Drug costs in context: assessing drug costs in cost-of-illness analyses.

Cost-of-illness (COI) studies attempt to measure and describe the costs associated or attributed to a specific disease, but there are several considerations for measuring and interpreting drug costs estimates. The complexity of the pharmaceutical supply chain and contractual relationships between manufacturers, wholesalers, pharmacies and payers create challenges for researchers attempting to include drug costs in COI analyses. This article aims to provide contextual information for a general audience interested in conducting or evaluating COI studies that may include drug costs and to describe key factors to consider when reviewing drug costs in the peer-reviewed literature.

Introduction

Drug prices are the source of significant health policy debate around the globe, particularly with the concern that drug prices are too high or unaffordable for governments, payers and patients.1,2 When assessing the full value provided by a new pharmaceutical innovation, researchers typically rely on cost-effectiveness analyses that use a comparative evaluation approach for the new product compared to an older product or current standard of care.3,4 To obtain an accurate estimate of cost effectiveness, we need to have good information supporting costs and clinical benefits.
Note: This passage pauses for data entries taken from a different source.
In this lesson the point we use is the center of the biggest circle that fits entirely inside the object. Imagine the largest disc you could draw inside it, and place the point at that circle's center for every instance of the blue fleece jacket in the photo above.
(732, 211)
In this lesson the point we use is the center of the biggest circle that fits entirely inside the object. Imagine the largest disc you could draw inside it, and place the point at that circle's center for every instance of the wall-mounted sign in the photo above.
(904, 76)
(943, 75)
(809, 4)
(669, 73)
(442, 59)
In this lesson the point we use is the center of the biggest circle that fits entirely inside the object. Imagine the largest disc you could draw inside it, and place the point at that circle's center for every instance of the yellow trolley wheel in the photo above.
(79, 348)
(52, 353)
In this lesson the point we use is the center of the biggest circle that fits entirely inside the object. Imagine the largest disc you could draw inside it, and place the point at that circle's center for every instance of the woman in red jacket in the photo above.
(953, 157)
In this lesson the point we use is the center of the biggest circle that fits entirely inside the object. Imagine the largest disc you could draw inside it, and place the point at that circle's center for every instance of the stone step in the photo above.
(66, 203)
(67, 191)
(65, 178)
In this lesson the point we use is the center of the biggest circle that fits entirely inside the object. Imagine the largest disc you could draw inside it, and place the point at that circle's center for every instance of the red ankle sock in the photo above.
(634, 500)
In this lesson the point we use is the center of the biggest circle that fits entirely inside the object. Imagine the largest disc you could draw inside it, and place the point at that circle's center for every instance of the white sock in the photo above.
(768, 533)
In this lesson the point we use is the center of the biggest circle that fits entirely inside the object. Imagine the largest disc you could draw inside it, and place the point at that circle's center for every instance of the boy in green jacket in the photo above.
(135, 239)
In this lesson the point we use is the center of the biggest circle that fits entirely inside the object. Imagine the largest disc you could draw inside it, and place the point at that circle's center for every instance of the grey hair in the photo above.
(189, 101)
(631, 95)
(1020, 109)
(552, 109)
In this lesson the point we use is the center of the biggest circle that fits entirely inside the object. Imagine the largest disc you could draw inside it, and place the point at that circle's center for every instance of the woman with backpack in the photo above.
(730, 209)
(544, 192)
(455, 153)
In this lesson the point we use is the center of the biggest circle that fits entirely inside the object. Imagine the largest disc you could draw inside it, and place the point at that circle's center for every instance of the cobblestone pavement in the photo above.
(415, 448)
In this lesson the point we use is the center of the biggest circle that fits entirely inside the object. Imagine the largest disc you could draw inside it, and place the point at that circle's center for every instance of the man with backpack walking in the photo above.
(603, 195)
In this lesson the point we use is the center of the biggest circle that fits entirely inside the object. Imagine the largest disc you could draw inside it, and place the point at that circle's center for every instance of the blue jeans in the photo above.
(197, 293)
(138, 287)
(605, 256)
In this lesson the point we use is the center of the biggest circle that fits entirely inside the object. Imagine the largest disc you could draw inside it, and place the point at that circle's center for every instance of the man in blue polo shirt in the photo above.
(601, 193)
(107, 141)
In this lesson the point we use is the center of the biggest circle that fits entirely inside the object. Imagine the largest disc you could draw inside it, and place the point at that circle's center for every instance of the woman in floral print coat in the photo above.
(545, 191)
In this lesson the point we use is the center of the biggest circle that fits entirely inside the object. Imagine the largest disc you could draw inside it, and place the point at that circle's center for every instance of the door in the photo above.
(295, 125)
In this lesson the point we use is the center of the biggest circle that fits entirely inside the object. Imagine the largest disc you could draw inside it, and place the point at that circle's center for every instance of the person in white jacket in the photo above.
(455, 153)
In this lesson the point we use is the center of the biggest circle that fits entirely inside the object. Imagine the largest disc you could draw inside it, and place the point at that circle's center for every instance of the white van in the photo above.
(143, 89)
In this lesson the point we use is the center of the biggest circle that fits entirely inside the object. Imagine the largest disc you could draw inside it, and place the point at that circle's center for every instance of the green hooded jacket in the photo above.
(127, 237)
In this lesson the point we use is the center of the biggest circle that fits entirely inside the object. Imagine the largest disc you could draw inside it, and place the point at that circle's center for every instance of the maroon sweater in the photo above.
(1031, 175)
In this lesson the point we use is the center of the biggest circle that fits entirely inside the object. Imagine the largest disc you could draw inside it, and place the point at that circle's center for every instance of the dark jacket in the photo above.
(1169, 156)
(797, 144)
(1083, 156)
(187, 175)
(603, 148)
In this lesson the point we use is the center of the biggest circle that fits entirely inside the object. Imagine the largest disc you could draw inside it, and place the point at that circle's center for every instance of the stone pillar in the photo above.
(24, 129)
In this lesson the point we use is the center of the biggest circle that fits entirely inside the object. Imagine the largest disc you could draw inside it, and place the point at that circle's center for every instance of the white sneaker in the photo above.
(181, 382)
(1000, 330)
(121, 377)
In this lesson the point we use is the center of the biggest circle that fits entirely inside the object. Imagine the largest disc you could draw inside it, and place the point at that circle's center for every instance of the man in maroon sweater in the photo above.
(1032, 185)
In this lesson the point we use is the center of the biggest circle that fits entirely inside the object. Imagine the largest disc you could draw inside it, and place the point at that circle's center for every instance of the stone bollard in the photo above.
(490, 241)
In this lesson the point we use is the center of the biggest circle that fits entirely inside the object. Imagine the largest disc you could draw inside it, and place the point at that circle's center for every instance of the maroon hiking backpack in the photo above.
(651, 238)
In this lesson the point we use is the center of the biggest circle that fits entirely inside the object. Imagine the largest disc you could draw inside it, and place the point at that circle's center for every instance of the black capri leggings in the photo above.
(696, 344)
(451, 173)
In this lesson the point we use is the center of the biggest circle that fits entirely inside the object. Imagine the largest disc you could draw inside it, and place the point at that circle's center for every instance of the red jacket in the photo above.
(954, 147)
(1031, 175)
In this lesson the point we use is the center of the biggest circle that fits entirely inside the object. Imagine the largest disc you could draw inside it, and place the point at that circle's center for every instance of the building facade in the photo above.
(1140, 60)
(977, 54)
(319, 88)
For pharmaceuticals, the true price paid by a patient or a payer (government or private) will typically be much different than the original ‘list price’ stated by the manufacturer producing the product.5,6

Commentary

Background on cost-of-illness methods

Cost-of-illness (COI) studies are a subset of studies that measure disease burden, using an economic approach to measure and describe the costs associated or attributed to a specific disease.7 Since Rice’s seminal work in the 1960s, the methods used within COI studies have varied, making some experts question their reliability of cost-only estimates for healthcare decision-making.8–11 In the case of economic evaluations (e.g. COI, cost-effectiveness, cost–benefit) that incorporate drug costs, small variances in the drug price definition or methods used to estimate the cost attributed to medication utilization may yield very different results.5

First, COI methods are typically descriptive without a testable hypothesis.9,12 This is not to say that the analytics involved in cost estimates are simple or lack statistical rigor, but simply that the overall purpose of a COI study is to identify and measure all the costs of a particular disease. The body of COI evidence has been broadly categorized into two groups: (1) direct costs resulting from the disease and (2) other related costs, which may include non-health costs.13 Larg and Moss define a ‘traditional approach’ to COI that considers direct costs (health-related resource use), losses in productivity related to morbidity and mortality, and losses in quality and length of life (i.e. intangible costs).12 They further explain how tangible costs (e.g. direct costs, productivity losses) are frequently estimated and reported whilst intangible costs are less frequently monetized due to challenges in the objective valuation and validation of the estimates.12 Onukwugha (formerly Akobundu) et al. conducted multiple systematic reviews of published COI studies in 2006 and 2015 emphasizing how the design of a COI study often focuses on reporting total costs or incremental costs due to the disease in question.9,10 Onukwugha et al. also categorize these total and incremental costing approaches based on designs from the summation of all resources used, the resources used associated with a specific diagnosis, and use of control groups to compare these costs using various statistical techniques.9,10

Specific to pharmaceuticals, when COI studies aim to estimate a total or incremental cost associated with a disease, many of these design considerations may influence the results. This article aims to provide contextual information for a general audience interested in conducting or evaluating COI studies that may include drug costs and to describe key factors to consider when reviewing drug costs in recently published peer-reviewed COI studies.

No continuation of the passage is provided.